EuroVelo 11 continues along the Tisza, going along the huge Lake Tisza, until Szeged. Make sure to stop in Kisköre at the south of Lake Tisza, with its sandy beach and shallow warm water. Towards the city of Szeged, the route crosses the Ópusztaszer National Heritage Park, an open-air museum about the Hungarian history. From Szeged to the Hungarian - Serbian border, EuroVelo 11 connects to EuroVelo 13.
EuroVelo 13 in Hungary is also just under 500 km long. There are two sections of the route in Hungary: it goes initially from Fertőújlak to Letenye along the Austrian and Slovenian borders, and then, after a stretch in Croatia, from Barcs to Szeged along the Croatian and Serbian borders.The route is well developed and signed with EuroVelo signs until Mohács, while the last stretch is still under development.
The Iron Curtain Trail visits many areas that are reminders of the Iron Curtain’s history, such as the Pan-European picnic park on the Austrian-Hungarian border, not far from the Hungarian city of Sopron. There, you can admire several monuments commemorating the Pan-European Picnic peace demonstration which took place on 19th August 1989. On that day, the Iron Curtain was opened for three hours and 600 East German took this opportunity to flee to the West.
At the border between Hungary and Croatia, the fortification system that has been used over decades as a defense line against Yugoslavia is presented, and you can visit the bunkers between Paka and Szécsisziget, which are linked with a path.
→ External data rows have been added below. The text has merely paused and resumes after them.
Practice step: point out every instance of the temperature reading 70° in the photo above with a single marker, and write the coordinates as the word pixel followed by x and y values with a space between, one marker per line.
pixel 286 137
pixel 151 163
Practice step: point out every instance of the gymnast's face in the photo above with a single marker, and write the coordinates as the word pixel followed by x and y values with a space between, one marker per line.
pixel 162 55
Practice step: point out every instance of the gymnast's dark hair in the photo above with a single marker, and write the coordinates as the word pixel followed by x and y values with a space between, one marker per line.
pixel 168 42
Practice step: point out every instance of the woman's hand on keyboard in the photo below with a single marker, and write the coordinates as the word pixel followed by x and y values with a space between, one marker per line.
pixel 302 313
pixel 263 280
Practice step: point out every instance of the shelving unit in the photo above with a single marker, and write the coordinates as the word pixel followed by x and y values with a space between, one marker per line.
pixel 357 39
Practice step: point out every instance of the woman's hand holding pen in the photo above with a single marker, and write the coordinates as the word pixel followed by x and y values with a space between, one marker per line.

From Barcs, the route follows the Drava River until Szaporca, which hosts the Ancient Drava Visitors’ Centre. Stop at Szentborbás or Drávasztára for direct access to the river, boat renting and riverside camping sites. EuroVelo 13 then continues across the Villány-Siklós region, famous for its red wines, to Mohács at the Danube. The last sections of the route follow the Serbian border with a foray into Serbia, visiting interesting natural landscapes such as the protected salt-lake of Bácsalmás, the Upper Bácska and the Homokhát Nature Park near Tompa.
EuroVelo 14 was launched earlier this month as the 17th route of the EuroVelo network. The route is well developed and signed with EuroVelo signs from the Austrian border to Velence. The Hungarian section totals 300 km of cycling routes.
The whole route is located close to water, providing a refreshing holiday experience. After crossing Őrség National Park, it goes along the whole length of Lake Balaton, the largest freshwater lake in Central Europe, closely followed by Lake Velence, one of the warmest lakes in Europe because of its shallowness and the sunny climate of the area. Its temperature may reach 26 to 28°C in the summer!
Hungary is awaiting you this summer! So hop on your bike and #RestartCycleTourism by discovering this country rich in natural and cultural heritage.